Shape fidelity of the automated segmentation outline to the true brain mask is very important. While the DSC is commonly used as a metric for evaluating segmentation performance, it is insensitive to differences in edges that have a small volumetric effect relative to the total volume. Therefore, we combined the DSC with the HD in our intra-group analysis. In this analysis, we found some intriguing results that require further clarification. Overall, the model demonstrated promising performance with median DSCs exceeding 0.980 in each group, despite the distinct appearances of the four tumor entities. However, in the internal dataset, we observed slightly decreasing DSCs in the meningioma and vestibular schwannoma groups, whereas in the external dataset, the model exhibited an increase in HD in the vestibular schwannoma group. These two extra-axial tumors originate in the meninges and cranial nerves, leading to severe structural abnormalities that may account for the decreased model performance. Additionally, the results suggested that the model performed better in tumors presenting with PE, potentially because the swollen cortex displayed a darkening intensity, increasing the contrast between the brain and enhanced meninges and thereby facilitating segmentation. Although the statistical performance remained feasible, these findings are significant, as manual correction may be necessary in such cases.
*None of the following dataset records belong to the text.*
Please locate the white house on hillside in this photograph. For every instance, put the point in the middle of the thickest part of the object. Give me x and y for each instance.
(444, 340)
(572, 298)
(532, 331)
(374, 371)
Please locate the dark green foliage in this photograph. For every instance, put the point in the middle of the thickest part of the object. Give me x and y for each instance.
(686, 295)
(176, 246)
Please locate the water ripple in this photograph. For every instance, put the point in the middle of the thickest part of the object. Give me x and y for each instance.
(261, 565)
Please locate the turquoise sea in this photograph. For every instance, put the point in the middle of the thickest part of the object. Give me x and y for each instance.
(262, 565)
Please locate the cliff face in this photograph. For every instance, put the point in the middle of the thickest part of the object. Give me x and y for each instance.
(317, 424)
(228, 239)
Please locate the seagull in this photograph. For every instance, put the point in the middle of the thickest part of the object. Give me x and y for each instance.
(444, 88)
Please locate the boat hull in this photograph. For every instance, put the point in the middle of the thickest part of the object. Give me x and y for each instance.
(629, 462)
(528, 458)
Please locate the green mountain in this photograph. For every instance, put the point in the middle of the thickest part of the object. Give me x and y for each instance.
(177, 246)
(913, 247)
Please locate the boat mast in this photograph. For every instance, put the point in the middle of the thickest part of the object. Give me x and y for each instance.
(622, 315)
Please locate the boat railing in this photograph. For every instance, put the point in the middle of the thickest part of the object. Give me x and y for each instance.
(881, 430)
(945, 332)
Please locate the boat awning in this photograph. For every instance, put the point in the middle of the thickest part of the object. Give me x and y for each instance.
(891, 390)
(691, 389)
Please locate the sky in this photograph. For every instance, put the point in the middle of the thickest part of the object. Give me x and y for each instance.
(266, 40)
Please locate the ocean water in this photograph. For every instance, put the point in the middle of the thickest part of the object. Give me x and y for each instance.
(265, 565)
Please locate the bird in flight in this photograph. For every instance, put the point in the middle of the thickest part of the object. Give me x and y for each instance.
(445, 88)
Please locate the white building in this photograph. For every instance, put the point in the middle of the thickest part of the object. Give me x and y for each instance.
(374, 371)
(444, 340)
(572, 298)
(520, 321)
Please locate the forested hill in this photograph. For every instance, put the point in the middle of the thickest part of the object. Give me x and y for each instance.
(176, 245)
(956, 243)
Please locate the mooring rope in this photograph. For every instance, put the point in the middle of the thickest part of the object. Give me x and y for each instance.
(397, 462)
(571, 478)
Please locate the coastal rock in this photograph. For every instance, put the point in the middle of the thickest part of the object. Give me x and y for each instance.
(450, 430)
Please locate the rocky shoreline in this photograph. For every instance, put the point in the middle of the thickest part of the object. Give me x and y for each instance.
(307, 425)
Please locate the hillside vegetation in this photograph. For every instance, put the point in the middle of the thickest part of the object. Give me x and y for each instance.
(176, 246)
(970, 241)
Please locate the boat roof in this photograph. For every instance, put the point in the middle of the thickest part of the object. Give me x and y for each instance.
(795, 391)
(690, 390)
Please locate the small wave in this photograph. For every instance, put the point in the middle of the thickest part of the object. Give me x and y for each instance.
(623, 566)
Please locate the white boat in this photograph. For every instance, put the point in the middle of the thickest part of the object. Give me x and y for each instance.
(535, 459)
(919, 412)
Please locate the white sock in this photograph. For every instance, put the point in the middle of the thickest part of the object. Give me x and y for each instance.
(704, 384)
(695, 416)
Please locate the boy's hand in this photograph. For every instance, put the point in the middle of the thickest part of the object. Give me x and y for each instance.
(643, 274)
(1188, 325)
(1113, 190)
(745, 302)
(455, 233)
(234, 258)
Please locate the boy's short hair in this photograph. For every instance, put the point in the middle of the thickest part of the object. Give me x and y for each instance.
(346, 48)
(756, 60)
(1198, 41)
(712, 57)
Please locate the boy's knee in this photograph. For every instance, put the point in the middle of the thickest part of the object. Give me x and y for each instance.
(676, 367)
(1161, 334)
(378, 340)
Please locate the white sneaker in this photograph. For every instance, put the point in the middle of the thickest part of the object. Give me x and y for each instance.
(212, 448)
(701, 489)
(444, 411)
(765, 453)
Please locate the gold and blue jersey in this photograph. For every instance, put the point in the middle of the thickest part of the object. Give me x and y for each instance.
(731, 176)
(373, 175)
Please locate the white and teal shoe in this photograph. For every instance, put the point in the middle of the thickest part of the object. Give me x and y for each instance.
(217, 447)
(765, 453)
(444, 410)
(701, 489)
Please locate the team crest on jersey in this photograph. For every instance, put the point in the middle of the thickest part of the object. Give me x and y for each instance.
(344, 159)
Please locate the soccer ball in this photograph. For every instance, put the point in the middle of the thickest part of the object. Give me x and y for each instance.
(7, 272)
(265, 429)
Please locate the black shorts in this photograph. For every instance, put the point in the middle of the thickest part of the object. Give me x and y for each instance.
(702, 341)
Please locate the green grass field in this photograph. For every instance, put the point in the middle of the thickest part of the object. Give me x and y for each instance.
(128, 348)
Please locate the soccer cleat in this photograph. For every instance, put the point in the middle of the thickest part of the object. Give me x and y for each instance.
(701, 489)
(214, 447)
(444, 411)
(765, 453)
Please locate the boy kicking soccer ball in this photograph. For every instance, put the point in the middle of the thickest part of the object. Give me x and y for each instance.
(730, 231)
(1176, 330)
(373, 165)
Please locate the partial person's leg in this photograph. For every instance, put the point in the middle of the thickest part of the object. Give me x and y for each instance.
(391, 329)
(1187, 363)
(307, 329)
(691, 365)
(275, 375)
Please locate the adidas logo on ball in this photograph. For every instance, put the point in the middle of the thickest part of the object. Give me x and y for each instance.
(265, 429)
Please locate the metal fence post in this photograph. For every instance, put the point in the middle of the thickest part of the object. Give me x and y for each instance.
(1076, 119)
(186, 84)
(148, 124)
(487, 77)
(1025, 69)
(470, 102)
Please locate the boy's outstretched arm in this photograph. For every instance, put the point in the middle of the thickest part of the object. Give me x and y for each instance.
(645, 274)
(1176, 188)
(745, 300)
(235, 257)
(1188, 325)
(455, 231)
Our research has several limitations. First, it was a multicenter, retrospective study with inherent selection bias. Second, compared with previous studies, only contrast-enhanced images were used, and other sequences, including T1WI, T2WI, and FLAIR, were not involved in our research. Image co-registration may be required if researchers want to perform skull stripping in these sequences. Third, our study lacked methodological novelty in terms of the used CNN structure. Although the network architecture used in this study was based on the classic nnU-net framework, its performance was remarkable, and we did not feel it necessary to optimize the network further. Fourth, due to ethical constraints, the model was solely trained and evaluated on cases with tumors. Therefore, additional studies are required to confirm the generalizability of our results.

In conclusion, we have presented a novel fully automatic deep learning model for brain extraction on T1CE MR scans. The proposed model enables extraction of the brain with tumor and provides more detailed information about the brain surface. Our study demonstrates that the model has a high level of performance and generalization in the segmentation task, which could potentially alleviate the workload of radiologists and offer a valuable tool for future neuroimaging research and oncological studies.